Census Agent

Department of Commerce v. New York

Location: New York
Court Type: U.S. Supreme Court
Case Type: Merit Brief
Status: Closed (Judgment)
Last Update: May 21, 2020

What's at Stake

Whether the Secretary of Commerce’s decision to add a citizenship question to the Census was arbitrary and capricious and contrary to law.

The ACLU represented a coalition of civil rights groups, including the New York Immigration Coalition (“NYIC”), in a challenge to the U.S. Department of Commerce’s decision to add a citizenship question to the 2020 census, which the department claimed was for the purpose of facilitating enforcement of the Voting Rights Act. The suit alleged that the citizenship question would cause noncitizen households not to respond to the census, leading to an undercounting, and ultimately, underrepresentation, of communities of color. The suit alleged constitutional violations under the Enumeration Clause and the Equal Protection Clause as well as violations of the Census Act and the Administrative Procedures Act (APA). The APA creates a process by which courts can review a government agency’s justifications for taking an action and strike down the action if the decision is found to be arbitrary or capricious.

The district court found for the NYIC coalition, holding that Commerce Secretary Wilbur Ross violated the APA by acting in a manner that was arbitrary and in spite of overwhelming evidence that the question would cause undercounting of immigrant communities. The court found that the Secretary “failed to consider several important aspects of the problem; alternately ignored, cherry-picked, or badly misconstrued the evidence in the record before him; acted irrationally both in light of that evidence and his own stated decisional criteria; and failed to justify significant departures from past policies and practices.” The court also found substantial evidence that the reasons given for the decision to include the census question were pretextual, and suggested that discriminatory intent may have been found if the plaintiffs had been permitted to gather additional evidence. Because of the mismatch between the Secretary’s stated reasons for adding a citizenship question to the census and the actual evidence on the record, the district court found the ruling to be arbitrary and capicious and vacated it under the APA.

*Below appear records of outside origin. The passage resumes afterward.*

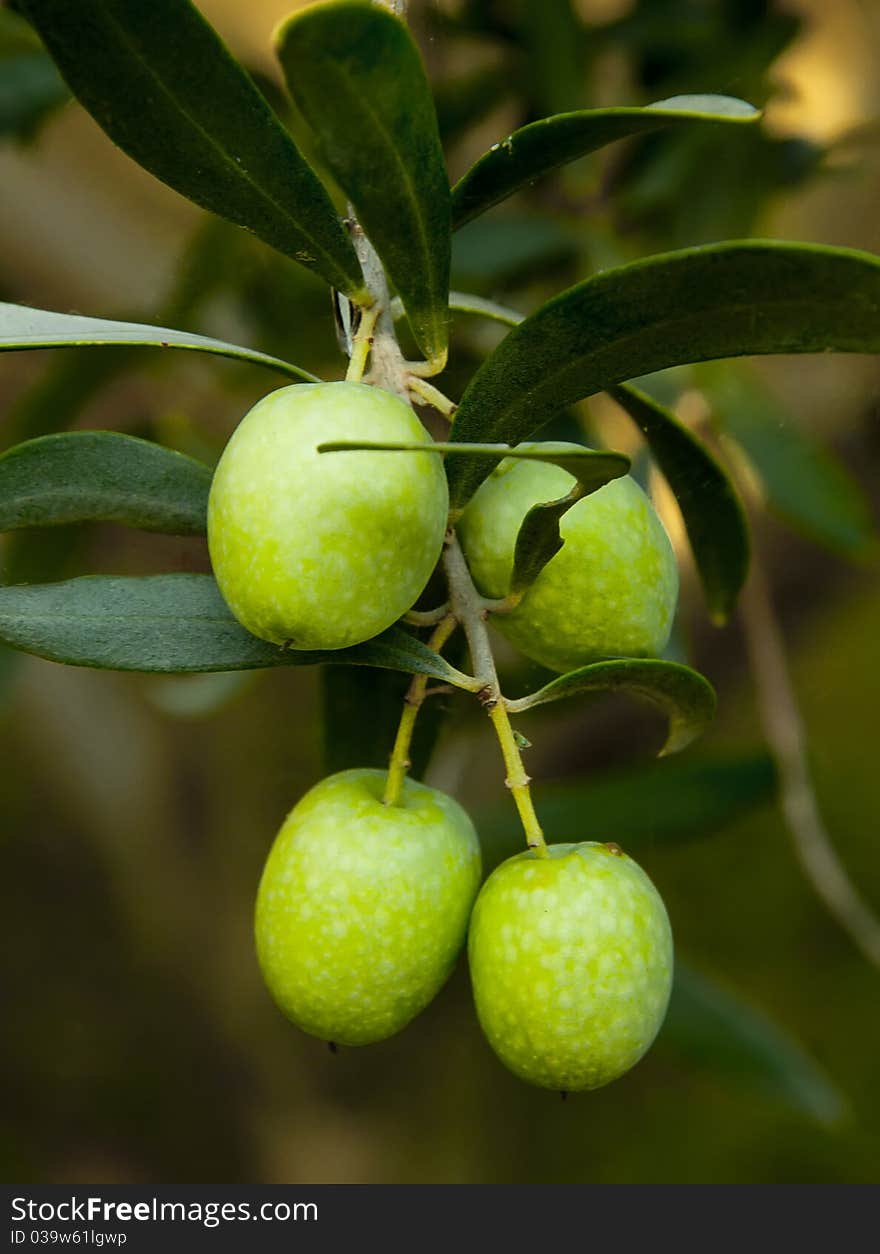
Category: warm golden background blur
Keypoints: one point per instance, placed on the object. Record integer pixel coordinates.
(138, 1041)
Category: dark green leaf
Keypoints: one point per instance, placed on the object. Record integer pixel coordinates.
(102, 475)
(466, 302)
(173, 623)
(805, 484)
(356, 75)
(723, 1036)
(465, 99)
(30, 87)
(543, 146)
(592, 468)
(24, 327)
(681, 692)
(510, 250)
(675, 800)
(717, 301)
(712, 512)
(554, 42)
(538, 539)
(164, 88)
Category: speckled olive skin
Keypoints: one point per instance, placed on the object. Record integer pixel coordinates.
(609, 592)
(362, 908)
(570, 961)
(324, 551)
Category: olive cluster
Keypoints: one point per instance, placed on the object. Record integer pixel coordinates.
(364, 906)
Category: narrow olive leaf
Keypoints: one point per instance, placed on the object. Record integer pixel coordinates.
(538, 539)
(357, 78)
(670, 801)
(23, 327)
(102, 475)
(161, 83)
(592, 468)
(176, 623)
(725, 1036)
(804, 483)
(712, 512)
(465, 302)
(681, 692)
(722, 300)
(30, 87)
(543, 146)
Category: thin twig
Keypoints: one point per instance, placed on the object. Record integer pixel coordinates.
(784, 729)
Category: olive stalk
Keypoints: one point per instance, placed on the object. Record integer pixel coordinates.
(390, 370)
(469, 611)
(413, 702)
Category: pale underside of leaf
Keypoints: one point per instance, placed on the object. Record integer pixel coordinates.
(174, 623)
(24, 329)
(102, 475)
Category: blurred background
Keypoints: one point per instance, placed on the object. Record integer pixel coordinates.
(138, 1041)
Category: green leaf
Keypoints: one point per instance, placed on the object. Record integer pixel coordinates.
(696, 305)
(543, 146)
(102, 475)
(804, 483)
(717, 1032)
(672, 800)
(538, 539)
(681, 692)
(713, 516)
(357, 78)
(592, 468)
(30, 87)
(23, 327)
(174, 623)
(166, 89)
(465, 99)
(512, 248)
(466, 302)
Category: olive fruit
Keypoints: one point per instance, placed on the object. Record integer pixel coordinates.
(609, 592)
(362, 907)
(324, 551)
(570, 961)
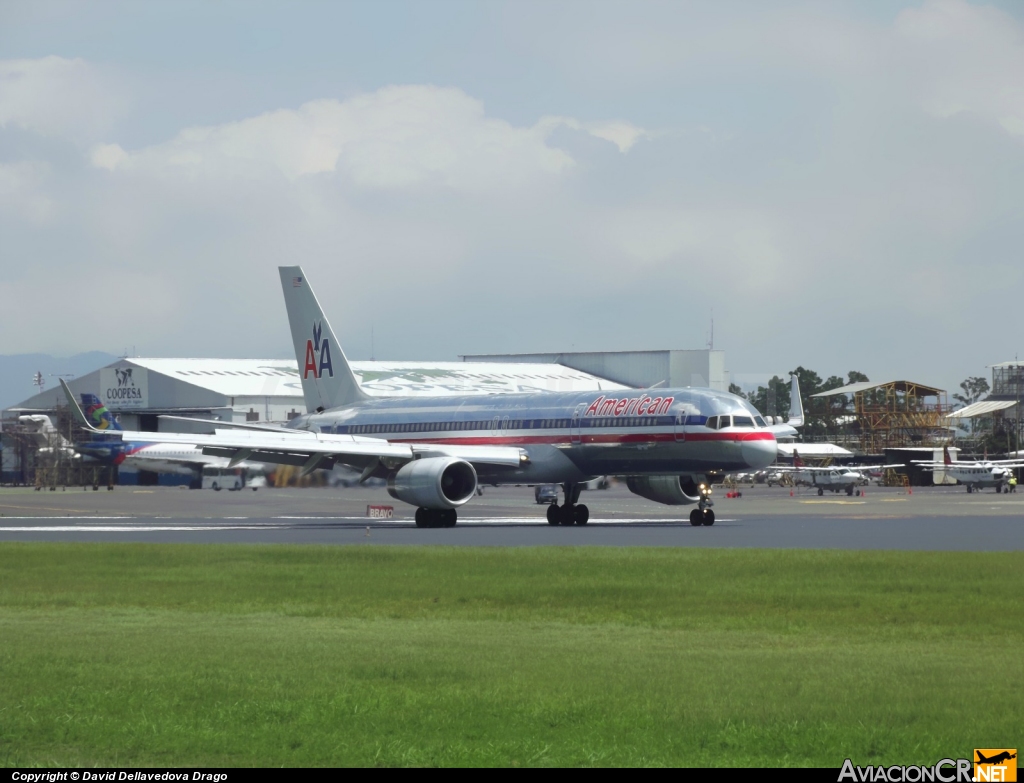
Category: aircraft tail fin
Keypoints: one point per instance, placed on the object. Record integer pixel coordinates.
(327, 378)
(98, 416)
(796, 404)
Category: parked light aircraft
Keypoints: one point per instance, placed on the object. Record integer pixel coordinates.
(836, 477)
(179, 459)
(433, 451)
(45, 435)
(974, 474)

The Trump Administration appealed the ruling to the Supreme Court, which reversed in part and affirmed in part the district court’s holding in a June 2019 decision.

The Supreme Court reversed the lower court’s finding that the Secretary violated the Census Act, but upheld the ruling that the Secretary violated the APA by providing pretextual justification for the decision. The Court concluded that the Secretary provided a sole reason for including the citizenship question—facilitating enforcement of the Voting Rights Act—yet the record showed that the Voting Rights Act played almost no part in the discussions surrounding the decision and was merely a “distraction.” The Court found that the APA required the Secretary to provide a full and honest account of the justifications for its decision, and that his failure to do so justified the district court’s ruling vacating the Secretary’s decision to include a citizenship question on the 2020 census.

The Justice Department and Secretary Ross initially announced that they would abandon the citizenship question and begin to print census forms without it, but President Trump later announced a decision to reverse course and pursue a renewed effort to include the question. In late July, the Trump administration finally abandoned plans to include the citizenship question on the census, a significant victory for voting rights advocates.